Kata “rupa” tetap menggunakan kata “Morfe” yang menunjukkan kesungguhan dari kedudukan-Nya sebagai hamba dan menjadi sama dengan manusia. Kekeristenan percaya bahwa Yesus Kristus adalah manusia yang sejati. Ia seratus persen manusia seutuhnya. Ia bukan manusia jadi-jadian. Ia juga bukan manusia setengah dewa. Tetapi Ia sungguh-sungguh menusia seutuhnya. Namun ada sesuatu yang lebih di sini, yaitu Kristus “menjadi sama dengan manusia.” Maksudnya adalah dalam Keilahian-Nya, Kristus kini mengambil rupa manusia, menjadi sama dengan manusia dan dalam keadaan sebagai manusia, Ia sungguh dan sepenuhnya manusia. Mendapat bagian dalam darah dan daging kita. Tampil dalam kodrat dan kebiasaan manusia dan Dia mengambil kodrat manusia dengan sukarela. Itu merupakan tindakan-Nya sendiri dan dilakukan dengan persetujuan-Nya sendiri.
Saudara, Kita tidak dapat berkata demikian mengenai bagian kita dalam kodrat manusia. Di sini Ia mengosongkan diri-Nya sendiri, melepaskan diri dari kehormatan dan kemuliaan dunia atas serta dari keadaan-Nya yang sebelumnya untuk mengenakan pada diri-Nya sendiri kain kotor berupa kodrat manusia.
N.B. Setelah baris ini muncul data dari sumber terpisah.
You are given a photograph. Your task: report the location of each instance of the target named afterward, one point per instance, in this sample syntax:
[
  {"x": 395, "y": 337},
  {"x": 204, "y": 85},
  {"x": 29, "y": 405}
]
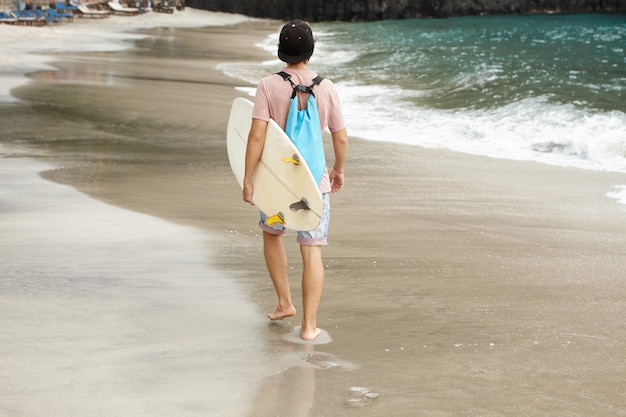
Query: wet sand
[{"x": 456, "y": 285}]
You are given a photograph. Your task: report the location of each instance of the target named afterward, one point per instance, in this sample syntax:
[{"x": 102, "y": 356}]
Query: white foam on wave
[{"x": 531, "y": 129}]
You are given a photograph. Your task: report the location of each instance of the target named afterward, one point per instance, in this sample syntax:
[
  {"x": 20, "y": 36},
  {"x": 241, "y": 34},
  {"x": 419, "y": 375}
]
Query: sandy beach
[{"x": 133, "y": 281}]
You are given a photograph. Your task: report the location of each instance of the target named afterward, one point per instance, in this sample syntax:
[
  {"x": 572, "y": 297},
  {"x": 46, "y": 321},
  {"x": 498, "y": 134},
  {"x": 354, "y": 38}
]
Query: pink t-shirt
[{"x": 272, "y": 101}]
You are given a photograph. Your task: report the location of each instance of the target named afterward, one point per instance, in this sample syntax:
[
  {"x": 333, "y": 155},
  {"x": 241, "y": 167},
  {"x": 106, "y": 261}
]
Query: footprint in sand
[
  {"x": 294, "y": 337},
  {"x": 327, "y": 361},
  {"x": 361, "y": 397}
]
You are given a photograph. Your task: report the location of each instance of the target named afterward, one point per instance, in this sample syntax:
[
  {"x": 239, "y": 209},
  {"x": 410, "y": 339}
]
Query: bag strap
[{"x": 300, "y": 88}]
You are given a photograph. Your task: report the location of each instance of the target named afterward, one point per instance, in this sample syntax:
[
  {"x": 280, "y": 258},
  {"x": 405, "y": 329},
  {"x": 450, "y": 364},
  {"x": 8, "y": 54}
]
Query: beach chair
[
  {"x": 60, "y": 15},
  {"x": 27, "y": 18},
  {"x": 91, "y": 13},
  {"x": 62, "y": 7},
  {"x": 164, "y": 7},
  {"x": 118, "y": 9},
  {"x": 7, "y": 18},
  {"x": 50, "y": 20}
]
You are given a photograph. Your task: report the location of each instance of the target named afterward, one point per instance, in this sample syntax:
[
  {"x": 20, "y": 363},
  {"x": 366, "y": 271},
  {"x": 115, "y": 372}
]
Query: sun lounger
[
  {"x": 49, "y": 19},
  {"x": 27, "y": 18},
  {"x": 60, "y": 15},
  {"x": 7, "y": 18},
  {"x": 121, "y": 10},
  {"x": 95, "y": 14},
  {"x": 62, "y": 7},
  {"x": 164, "y": 7}
]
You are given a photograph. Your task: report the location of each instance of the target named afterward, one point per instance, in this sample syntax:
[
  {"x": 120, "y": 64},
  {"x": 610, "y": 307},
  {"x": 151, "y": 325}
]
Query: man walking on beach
[{"x": 273, "y": 95}]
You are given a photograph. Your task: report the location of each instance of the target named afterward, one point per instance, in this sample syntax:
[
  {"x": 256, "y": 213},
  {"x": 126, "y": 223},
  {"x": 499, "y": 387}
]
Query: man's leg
[
  {"x": 312, "y": 286},
  {"x": 278, "y": 267}
]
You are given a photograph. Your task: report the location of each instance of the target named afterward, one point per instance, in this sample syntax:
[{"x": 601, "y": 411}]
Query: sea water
[{"x": 547, "y": 88}]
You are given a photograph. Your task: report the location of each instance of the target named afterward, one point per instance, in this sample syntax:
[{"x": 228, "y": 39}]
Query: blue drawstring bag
[{"x": 303, "y": 128}]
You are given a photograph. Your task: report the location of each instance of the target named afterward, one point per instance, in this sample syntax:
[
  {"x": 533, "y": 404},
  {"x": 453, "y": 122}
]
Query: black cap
[{"x": 296, "y": 42}]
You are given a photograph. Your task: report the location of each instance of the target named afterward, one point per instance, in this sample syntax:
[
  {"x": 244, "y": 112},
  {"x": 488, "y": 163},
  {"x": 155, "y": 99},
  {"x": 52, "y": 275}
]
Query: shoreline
[{"x": 482, "y": 283}]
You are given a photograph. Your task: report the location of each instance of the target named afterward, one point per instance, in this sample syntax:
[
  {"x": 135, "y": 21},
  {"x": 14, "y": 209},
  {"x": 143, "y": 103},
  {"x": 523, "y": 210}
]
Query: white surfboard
[{"x": 284, "y": 187}]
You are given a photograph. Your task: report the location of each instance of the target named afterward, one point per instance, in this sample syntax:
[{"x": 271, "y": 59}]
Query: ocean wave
[{"x": 533, "y": 129}]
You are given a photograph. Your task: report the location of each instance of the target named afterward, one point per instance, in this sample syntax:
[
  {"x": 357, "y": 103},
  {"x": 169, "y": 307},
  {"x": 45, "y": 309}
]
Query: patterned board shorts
[{"x": 317, "y": 237}]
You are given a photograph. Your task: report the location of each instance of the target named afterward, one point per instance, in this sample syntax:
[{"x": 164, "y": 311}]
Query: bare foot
[
  {"x": 310, "y": 334},
  {"x": 281, "y": 313}
]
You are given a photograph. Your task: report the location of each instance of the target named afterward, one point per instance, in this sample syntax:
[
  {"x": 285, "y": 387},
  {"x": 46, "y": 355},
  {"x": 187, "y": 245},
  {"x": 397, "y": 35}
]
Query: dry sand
[{"x": 456, "y": 285}]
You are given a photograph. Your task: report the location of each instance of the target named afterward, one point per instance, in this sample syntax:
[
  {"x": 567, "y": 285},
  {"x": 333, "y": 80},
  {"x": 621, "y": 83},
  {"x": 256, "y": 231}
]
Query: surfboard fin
[
  {"x": 300, "y": 205},
  {"x": 295, "y": 159},
  {"x": 276, "y": 218}
]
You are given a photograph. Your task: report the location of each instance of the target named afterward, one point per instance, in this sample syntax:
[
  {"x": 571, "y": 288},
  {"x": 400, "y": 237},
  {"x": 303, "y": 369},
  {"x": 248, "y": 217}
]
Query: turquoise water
[{"x": 546, "y": 88}]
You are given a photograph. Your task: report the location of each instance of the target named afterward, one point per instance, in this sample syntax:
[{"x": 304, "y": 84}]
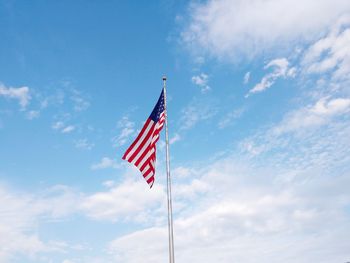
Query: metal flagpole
[{"x": 170, "y": 210}]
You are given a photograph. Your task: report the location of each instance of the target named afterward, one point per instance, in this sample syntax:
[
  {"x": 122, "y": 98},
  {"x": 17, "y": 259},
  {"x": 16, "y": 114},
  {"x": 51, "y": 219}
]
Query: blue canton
[{"x": 158, "y": 109}]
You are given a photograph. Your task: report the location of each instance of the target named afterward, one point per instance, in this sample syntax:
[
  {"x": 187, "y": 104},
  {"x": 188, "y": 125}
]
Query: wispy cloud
[
  {"x": 68, "y": 129},
  {"x": 84, "y": 144},
  {"x": 281, "y": 69},
  {"x": 201, "y": 81},
  {"x": 105, "y": 163},
  {"x": 331, "y": 53},
  {"x": 230, "y": 117},
  {"x": 232, "y": 29},
  {"x": 195, "y": 112},
  {"x": 126, "y": 128},
  {"x": 246, "y": 77},
  {"x": 21, "y": 94}
]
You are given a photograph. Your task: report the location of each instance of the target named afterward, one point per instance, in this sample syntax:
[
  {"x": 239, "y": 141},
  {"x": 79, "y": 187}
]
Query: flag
[{"x": 142, "y": 152}]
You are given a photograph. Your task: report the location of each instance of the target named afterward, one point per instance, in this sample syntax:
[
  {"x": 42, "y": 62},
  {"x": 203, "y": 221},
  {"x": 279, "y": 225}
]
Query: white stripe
[
  {"x": 149, "y": 176},
  {"x": 140, "y": 140},
  {"x": 146, "y": 157},
  {"x": 145, "y": 146},
  {"x": 145, "y": 169},
  {"x": 155, "y": 138}
]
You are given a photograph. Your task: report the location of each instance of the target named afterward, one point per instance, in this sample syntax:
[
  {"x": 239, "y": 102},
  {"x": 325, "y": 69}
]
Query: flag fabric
[{"x": 142, "y": 152}]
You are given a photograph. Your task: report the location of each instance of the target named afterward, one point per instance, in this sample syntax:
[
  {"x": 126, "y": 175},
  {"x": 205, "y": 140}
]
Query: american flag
[{"x": 142, "y": 152}]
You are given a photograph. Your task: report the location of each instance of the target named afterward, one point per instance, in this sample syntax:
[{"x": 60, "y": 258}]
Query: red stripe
[
  {"x": 148, "y": 161},
  {"x": 137, "y": 138},
  {"x": 156, "y": 132},
  {"x": 149, "y": 134}
]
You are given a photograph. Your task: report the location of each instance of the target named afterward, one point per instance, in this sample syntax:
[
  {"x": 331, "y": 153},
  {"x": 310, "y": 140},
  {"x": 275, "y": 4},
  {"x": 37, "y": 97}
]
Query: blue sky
[{"x": 259, "y": 123}]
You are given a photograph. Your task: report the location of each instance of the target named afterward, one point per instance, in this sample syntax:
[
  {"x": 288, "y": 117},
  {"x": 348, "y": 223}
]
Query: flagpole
[{"x": 170, "y": 210}]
Jadi saudara, walaupun Ia tetap benar-benar Ilahi, namun sekarang Kristus mengambil sifat manusia dengan segala pencobaan, kehinaan dan kelemahannya, hanya bedanya adalah Ia tanpa dosa. Berbeda dengan Adam pertama, yang melakukan tindakan sia-sia untuk mencapai kesetaraan dengan Allah (Kejadian 3:5), Yesus sebagai Adam yang terakhir (1 Korintus 15:47), Ia merendahkan diri-Nya dan di dalam ketaatan-Nya Ia menerima peran sebagai hamba yang Menderita. Sehingga Ia mempersembahkan ketaatan yang tak bercacat dan sempurna kepada Bapa di pihak orang-orang yang terkait dengan-Nya oleh iman.
Kita melihat saudara, Adam gagal dalam ketaatannya, tetapi Kristus berhasil secara sempurna. Adam adalah adalah sumber dosa dan kematian, tetapi Kristus adalah sumber ketaatan dan kehidupan. Sehingga setiap orang yang percaya kepada-Nya tidak binasa melainkan beroleh hidup yang kekal (Yohanes 3:16).
Namun demikian, kemanusia Yesus tidaklah permanen; kemanusiaan itu memang sungguh-sungguh nyata namun itu sudah berlalu, sebab sejak kenaikan-Nya ke surga, Ia telah kembali ke dalam tubuh-Nya yang baru.
Bapak/ ibu yang kekasih dalam Tuhan,
 Pada ayat 8 dijelaskan: Dan dalam keadaan sebagai manusia, Ia telah merendahkan diri-Nya dan taat sampai mati, bahkan sampai mati di kayu salib” (Filipi 2:8).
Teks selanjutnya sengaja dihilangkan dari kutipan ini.